C’est à ce titre que des propositions ont été faites. Morceaux choisis des revendications de la CFTC :
la création d’un passeport individuel de compétence et la simple suspension du contrat de travail en cas de mobilité professionnelle pour permettre de se tester dans un autre emploi, la mise en place d’un « chèque formation » pour une formation tout au long de la vie sous le contrôle du CE ;
la mise en place d’une assurance dépendance obligatoire à laquelle le salarié serait affilié dès le début de la carrière professionnelle ;
la généralisation de la participation des salariés à la gestion des entreprises avec un tiers des postes des conseils de surveillance réservés aux salariés ;
une représentation du personnel au plus près des salariés au dans les bureaux, services, ateliers, sous la forme d’ateliers d’expression animés par les DP ;
l’obligation de provisionner dans les comptes de l’entreprise le risque social afin de maintenir les salaires en cas de crise économique ;
la protection des entreprises face aux OPA sauvages en mettant les dirigeants à l’abri des prises de contrôle boursier par la création d’un statut de SA à gestion salariale, avec une majorité des droits de vote attribuée aux salariés qui éliront leurs dirigeants, et des actionnaires apportant à l’entreprise un financement sans intervenir dans sa gestion ;
le pouvoir pour les syndicats de salariés de poursuivre les dirigeants en justice pour « délit de tromperie » en cas de manquement aux engagements pris vis-à-vis des salariés ; la création d’un droit de retrait éthique des salariés qui refusent de participer à la mise en œuvre de licenciements économiques non justifiés (à l’instar de la clause de conscience qui existe pour les journalistes) ;
le retrait des dispositifs liés au concept d’employabilité qui réduisent les individus au rang d’instrument adaptable aux besoins du marché ;
la mise en place d’un juste revenu définit par une instance paritaire chargés de fixer le niveau annuel du SMIC ;
l’adoption d’un label de traçabilité sociale garantissant les conditions de travail des salariés dans la production des biens et des services, et attribué par une instance indépendante.

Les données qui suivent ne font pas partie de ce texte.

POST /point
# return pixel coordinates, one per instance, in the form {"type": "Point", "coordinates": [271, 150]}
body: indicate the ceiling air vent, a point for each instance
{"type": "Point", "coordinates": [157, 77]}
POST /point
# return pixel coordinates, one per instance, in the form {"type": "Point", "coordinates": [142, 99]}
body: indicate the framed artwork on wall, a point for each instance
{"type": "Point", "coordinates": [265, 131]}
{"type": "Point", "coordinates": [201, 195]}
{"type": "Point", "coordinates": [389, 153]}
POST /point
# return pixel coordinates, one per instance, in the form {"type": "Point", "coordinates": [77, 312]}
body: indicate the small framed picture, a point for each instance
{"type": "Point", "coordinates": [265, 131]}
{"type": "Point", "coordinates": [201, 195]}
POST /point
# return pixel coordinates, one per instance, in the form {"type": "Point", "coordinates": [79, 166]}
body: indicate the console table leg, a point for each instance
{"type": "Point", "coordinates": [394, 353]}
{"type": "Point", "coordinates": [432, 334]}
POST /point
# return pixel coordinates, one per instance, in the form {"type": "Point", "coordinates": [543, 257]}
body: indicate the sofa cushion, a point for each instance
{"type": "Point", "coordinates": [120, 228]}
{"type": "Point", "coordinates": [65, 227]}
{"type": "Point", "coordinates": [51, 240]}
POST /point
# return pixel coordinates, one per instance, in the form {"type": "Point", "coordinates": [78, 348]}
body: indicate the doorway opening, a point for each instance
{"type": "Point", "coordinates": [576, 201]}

-Une organisation resserrée-
Mais la mise en œuvre de ce programme fleuve nécessite une organisation militante sachant traduire les propositions en revendications. C’est précisément là que des faiblesses sont apparues, à l’occasion de la discussion du rapport d’organisation et de développement. Faisant le constat de la faiblesse de ses forces militantes, la CFTC a décidé de placer entre les mains des unions régionales l’animation de la vie syndicale autrefois dévolue aux unions départementales et aux unions locales. Ce déplacement des lieux de pouvoir fait écho à la réduction du nombre des fédérations, qui sont passées en cinq ans de 19 à 14. La concentration des moyens au sein de fédérations et d’unions régionales plus fortes peut être un gage d’efficacité. Elle risque aussi de produire cet éloignement du terrain déjà constaté à la CFDT, qui a adopté cette structuration depuis longtemps. Or le dernier congrès confédéral de la CFDT a justement souligné la distance qui s’était creusée entre les instances dirigeantes et les équipes militantes de la base... Si les mêmes causes produisent les mêmes effets, il n’est pas sûr que cette réforme profite plus à la CFTC. Comme par un pressentiment, le rapport d’organisation et de développement n’a été adopté, après un débat avorté qui a failli se terminer en algarade, qu’avec 78% des voix, le plus faible score du congrès.
La mise en œuvre d’un programme, ce sont aussi des hommes. Pour succéder à Jacques Voisin, président sortant, le congrès a choisi celui que ses instances dirigeantes avaient laborieusement mis sur orbite, le secrétaire général Philippe Louis, après que le Bureau confédéral et le Conseil confédéral sortant aient choisi puis récusé coup sur coup dans les mois précédents la vice-présidente Gabrielle Simon et le président de la Caisse nationale d’allocations familiales Jean-Louis Deroussen. Philippe Louis, nouveau président de la CFTC, sera entouré de Pascale Coton comme secrétaire générale et Bernard Sagez comme trésorier, en remplacement de Pierre Mencès, qui figurait pourtant dans la garde rapprochée de Philippe Louis mais que le congrès n’a pas reconduit lors du vote. Ce dernier a cependant été « repêché » et siège au Bureau confédéral comme secrétaire général adjoint.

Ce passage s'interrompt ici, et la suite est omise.